4 Ways That Tech Founders Can Control Their Destiny During Uncertain Times
When you look at current events, it’s easy to comprehend why the bull market run may be coming to an end, and why it may be time to buckle up for tougher days ahead. This is the first time for many of us when the possibility of World War III is even being discussed. While this would dwarf any market corrections underway, we’ve already experienced significant market volatility. While the Nasdaq has been down almost 20% this year, it has been worse for high-growth technology stocks.
Many quality names such as Meta, Netflix, PayPal, Shopify, and Zoom were down 40%+ in 2022. And while these declines look bad, the recent high-flying SPAC market has also been decimated, with many down 75%+ from their 52-week highs. The market was driven by high revenue multiples, massive capital raises and growth, growth, growth. Even before Russia’s invasion of Ukraine, there were many warning signs for the market, such as high inflation and rising interest rates.
Despite the market turmoil, it’s important to put things in perspective and it’s certainly not all doom and gloom. While the market is demonstrably worse for high technology growth stocks over the last year, such stocks have still had a tremendous run over the last several years.
There is still plenty of available capital and investor optimism to fund the digital transformation taking place across all sectors. However, you should never let a crisis go to waste and it’s important to consider the implications of the public markets on your business.
History shows that valuations in the private market tend to follow the comparable companies in the public market. As such, entrepreneurs may need to revise their business plan for a change in valuations and a higher cost of capital to finance growth. We are already seeing valuation expectations adjust downward and investors wanting to see a clearer path to profitability. Here are a few things management teams should keep in mind as they navigate through these unsettling times.
1. Be Cautious
When to raise capital, how to execute against a budget, what is the tradeoff between growth and margins – we talk about these matters all the time in board meetings. It is time for founders to at least consider the “rainy day” scenario and what levers they can pull to quickly adjust if needed. Even in good times, it’s prudent to prepare for moments when capital may not be as available or cheap as it has been.
While it may still be an attractive fundraising environment, just be cautious as investors may be less tolerant to fund significant burn rates or may do so but at lower valuations. Protect against this by being able to extend your cash runway and raising capital only when it makes sense for you. Now is the time to be vigilant, not panic. Vigilance means being aware of your situation and not getting too far ahead of yourself on capital burn such that it becomes too dilutive and costly for you to raise capital.

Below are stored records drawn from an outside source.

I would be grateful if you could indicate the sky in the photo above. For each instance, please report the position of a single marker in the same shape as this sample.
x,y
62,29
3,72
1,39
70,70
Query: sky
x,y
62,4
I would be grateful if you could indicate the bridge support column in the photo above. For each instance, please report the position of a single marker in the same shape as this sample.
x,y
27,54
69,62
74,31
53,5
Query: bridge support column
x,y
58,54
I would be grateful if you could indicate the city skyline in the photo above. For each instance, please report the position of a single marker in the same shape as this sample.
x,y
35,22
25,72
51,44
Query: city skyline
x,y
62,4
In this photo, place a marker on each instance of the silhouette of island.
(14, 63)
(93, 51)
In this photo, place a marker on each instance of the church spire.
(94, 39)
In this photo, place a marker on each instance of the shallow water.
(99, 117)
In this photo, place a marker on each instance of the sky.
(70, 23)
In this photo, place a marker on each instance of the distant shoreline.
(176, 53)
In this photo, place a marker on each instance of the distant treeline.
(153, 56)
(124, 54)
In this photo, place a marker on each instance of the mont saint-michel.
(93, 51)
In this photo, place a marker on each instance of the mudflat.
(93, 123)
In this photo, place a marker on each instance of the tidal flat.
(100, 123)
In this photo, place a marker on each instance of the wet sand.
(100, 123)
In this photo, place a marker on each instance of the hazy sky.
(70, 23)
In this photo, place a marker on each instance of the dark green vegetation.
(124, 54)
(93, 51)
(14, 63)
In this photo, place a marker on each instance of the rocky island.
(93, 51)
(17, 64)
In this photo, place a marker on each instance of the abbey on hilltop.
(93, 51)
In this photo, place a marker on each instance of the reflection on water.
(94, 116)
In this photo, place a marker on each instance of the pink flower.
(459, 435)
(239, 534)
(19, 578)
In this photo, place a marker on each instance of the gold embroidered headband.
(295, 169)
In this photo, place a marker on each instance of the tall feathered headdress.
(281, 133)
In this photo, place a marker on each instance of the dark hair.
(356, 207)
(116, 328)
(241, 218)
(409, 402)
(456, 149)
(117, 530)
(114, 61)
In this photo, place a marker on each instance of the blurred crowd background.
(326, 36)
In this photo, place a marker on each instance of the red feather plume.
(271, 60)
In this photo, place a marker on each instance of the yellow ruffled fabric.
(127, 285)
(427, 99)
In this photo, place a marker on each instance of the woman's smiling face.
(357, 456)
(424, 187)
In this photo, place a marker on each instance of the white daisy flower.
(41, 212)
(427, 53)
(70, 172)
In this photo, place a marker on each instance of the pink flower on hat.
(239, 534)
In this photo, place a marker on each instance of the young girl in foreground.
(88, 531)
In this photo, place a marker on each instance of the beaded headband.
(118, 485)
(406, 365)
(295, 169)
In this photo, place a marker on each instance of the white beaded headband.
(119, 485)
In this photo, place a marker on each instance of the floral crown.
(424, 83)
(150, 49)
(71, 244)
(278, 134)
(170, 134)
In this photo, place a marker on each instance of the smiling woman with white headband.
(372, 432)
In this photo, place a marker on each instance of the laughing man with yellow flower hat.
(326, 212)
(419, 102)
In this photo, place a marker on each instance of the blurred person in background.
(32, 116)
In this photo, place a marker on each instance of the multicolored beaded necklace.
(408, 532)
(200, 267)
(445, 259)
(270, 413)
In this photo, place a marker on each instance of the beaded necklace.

2. Focus on the Capital Efficiency of Your Business
It can be tempting as a founder to raise as much as you can, which then results in pressure to step on the gas and spend, spend, spend. While this often does not work even in good markets given poor execution, such a strategy can become very painful if capital sources become more demanding on terms. A winning strategy in any market is striking a balance between high growth and bottom-line results.
When there is as much uncertainty in the market as right now, it is even more important for companies to control their own destiny. This can be achieved with capital-efficient growth and with the plan in place to quickly dial up or down investments. This capital-efficient mindset will simultaneously put you in a position to not only execute against your vision, but also weather any storms ahead.
3. Build Your Situational Awareness
Entrepreneurs should always have their pulse on the ups and downs of the market and the implications it could have on your decisions. Understanding the Rule of 40 can help you assess the value of your business and the trade-offs made between growth and profitability.
With the Volition Rule of 40 Index, we built a method to compare the combination of your revenue growth rate and EBITDA margin percentage against comparable public companies. This is one quick way to see how your results stack up against the competition. There is clear correlation between a Rule of 40 score and stock performance.
4. Pursue Your Dreams
Do not let market conditions keep you from pursuing your dreams and changing the world. There is always room for innovation and opportunity for great companies to be born and succeed. Operating with paranoia can be helpful to your business, and now is not the time to let up on that. Stay alert, maintain balance and control your outcome.